251. Камни. Когда машины начали впервые летать над головой и говорить со мной, мне захотелось ответить. Я стояла на верхушке горы за домом, одетая предпочтительно в белое – в старой залатанной белой сорочке – и, подавая сигналы руками, выкрикивала свои ответы, сначала на английском, а поз же, когда увидела, что мои слова не понимают, – по-испански. «Es mi! (Это я!) – кричала я. – Vene! (Придите!)» – на том испанском*, который мне пришлось изобретать, исходя из первых принципов, интроспективно.
252. Потом мне пришло в голову, что существа в машинах, возможно, летают в экстазе поглощенные собой, и глаза их прикованы к бесконечному голубому горизонту, а послания они роняют, так сказать, мимолетно, чтобы те опустились сами, когда захотят. Поэтому я подумала: а не разжечь ли мне костер, дабы привлечь их внимание, подражая классическим потерпевшим кораблекрушение? Провозившись три дня, я воздвигла целую гору из хвороста. Потом, на четвёртый день, когда первая серебряная машина сверкнула на северном небе, я подожгла свой маяк и побежала на сигнальный пост Гигантское пламя взметнулось к небу. Воздух наполнился потрескиванием колючек и писком издыхающих насекомых. «Isolado! (Одна!) – закричала я, перекрывая рев пламени, танцуя и размахивая белым носовым платком. Как призрак, проплыла надо мной машина. – Еs mi! Vidi! (Это я! Смотрите!)» Но голоса ничего мне не ответили.

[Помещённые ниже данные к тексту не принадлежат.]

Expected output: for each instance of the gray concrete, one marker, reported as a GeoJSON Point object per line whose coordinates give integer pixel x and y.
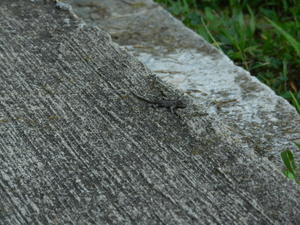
{"type": "Point", "coordinates": [176, 54]}
{"type": "Point", "coordinates": [77, 147]}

253. Но даже если бы существо в машине отозвалось, то, как поняла я позже, шум заглушил бы его голос. Кроме того, спросила я себя, почему они должны подумать, что костер – это сигнал? Разве не мог это быть просто костер путника, или костер из соломы, устроенный веселым землепашцем в честь какого-то праздника, или пожар в велде, начавшийся из-за удара молнии, просто явление природы? В конце концов, совсем не очевидно, что я потерпела кораблекрушение, ничто не указывает на то, что я не в состоянии дойти до ближайшего пункта помощи и попросить все, что мне нужно, – скажем, блага цивилизации.